Earlier today, the FIA hosted a ceremony to launch the construction of the expansion. The Contemporary Craft Wing was designed by architect Frederick Fisher and Partners. It will add more than 8,000 square feet of space to the east side of the FIA building, as well as three distinct expansive galleries specifically designed for presentations of three dimensional works of art with high ceilings and skylights.
Additionally, two recent major gifts that were given to the museum will also be accommodated in the expansion: the Dr. Robert and Deanna Harris Burger Collection of Contemporary Ceramics and the Isabel Foundation’s Sherwin and Shirley Glass Collection of Contemporary Glass.

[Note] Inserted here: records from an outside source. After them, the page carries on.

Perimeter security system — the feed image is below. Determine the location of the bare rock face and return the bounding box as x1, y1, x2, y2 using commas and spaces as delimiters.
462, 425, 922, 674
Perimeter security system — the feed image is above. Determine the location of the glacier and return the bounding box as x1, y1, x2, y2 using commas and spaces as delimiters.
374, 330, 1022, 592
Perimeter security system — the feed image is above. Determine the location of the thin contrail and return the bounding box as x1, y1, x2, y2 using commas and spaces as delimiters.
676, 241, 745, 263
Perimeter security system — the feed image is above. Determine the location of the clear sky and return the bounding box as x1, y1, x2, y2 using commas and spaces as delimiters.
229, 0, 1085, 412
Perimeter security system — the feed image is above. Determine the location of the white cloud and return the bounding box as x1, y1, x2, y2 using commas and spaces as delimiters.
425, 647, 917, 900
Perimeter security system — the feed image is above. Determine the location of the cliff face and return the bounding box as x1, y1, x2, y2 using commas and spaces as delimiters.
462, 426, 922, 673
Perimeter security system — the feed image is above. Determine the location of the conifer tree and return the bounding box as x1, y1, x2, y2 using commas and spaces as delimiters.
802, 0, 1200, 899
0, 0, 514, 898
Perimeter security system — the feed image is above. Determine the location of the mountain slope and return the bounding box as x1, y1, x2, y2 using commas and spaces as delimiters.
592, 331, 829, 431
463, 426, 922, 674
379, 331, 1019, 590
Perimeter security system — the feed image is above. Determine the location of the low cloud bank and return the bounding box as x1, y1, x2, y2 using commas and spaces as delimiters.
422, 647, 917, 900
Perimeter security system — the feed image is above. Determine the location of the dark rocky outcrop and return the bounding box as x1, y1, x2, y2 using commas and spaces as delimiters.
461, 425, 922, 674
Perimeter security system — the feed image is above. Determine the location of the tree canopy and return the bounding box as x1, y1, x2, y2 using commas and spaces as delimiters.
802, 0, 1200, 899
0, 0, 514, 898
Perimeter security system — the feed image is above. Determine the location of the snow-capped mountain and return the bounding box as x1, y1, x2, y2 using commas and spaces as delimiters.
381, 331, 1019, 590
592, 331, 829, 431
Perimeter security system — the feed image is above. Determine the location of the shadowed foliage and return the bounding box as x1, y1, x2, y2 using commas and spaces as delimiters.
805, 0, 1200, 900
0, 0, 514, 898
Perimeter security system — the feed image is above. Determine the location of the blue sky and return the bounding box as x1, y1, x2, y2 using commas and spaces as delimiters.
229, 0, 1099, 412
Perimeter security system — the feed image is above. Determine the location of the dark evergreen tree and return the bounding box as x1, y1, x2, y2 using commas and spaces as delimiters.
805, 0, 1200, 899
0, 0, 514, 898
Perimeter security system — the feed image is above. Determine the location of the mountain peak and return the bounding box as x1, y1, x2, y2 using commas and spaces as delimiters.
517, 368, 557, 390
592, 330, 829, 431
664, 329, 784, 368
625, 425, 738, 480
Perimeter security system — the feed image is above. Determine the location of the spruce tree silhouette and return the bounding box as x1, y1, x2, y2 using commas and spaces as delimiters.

The expansion will provide working and demonstration space for glass and ceramic artists, and an interior courtyard within the Art School will be converted into a year-round, multi-purpose makerspace, providing many options for public demonstrations, workshops, and classes. With the Art School renovations, 3,960 square feet will be outfitted with glass furnaces, a cold shop, a metal foundry, audio visual equipment, and stadium-style seating – allowing this craft to be more accessible to anyone who is interested.
Of a $17.5 million endowment campaign, the FIA has raised $12.8 million of that total. The funds raised include an $8.5 million grant from the C.S. Mott Foundation.
“This project is a game-changer for us in terms of providing exhibition and demonstration space that integrates a finished work of art with the process of how it is made,” said John Henry, Executive Director of the FIA. “The C.S. Mott Foundation’s continuing investment into the growth of the FIA and other Flint Cultural Center organizations demonstrates their commitment to arts and culture as a critical force for positive change in our community.”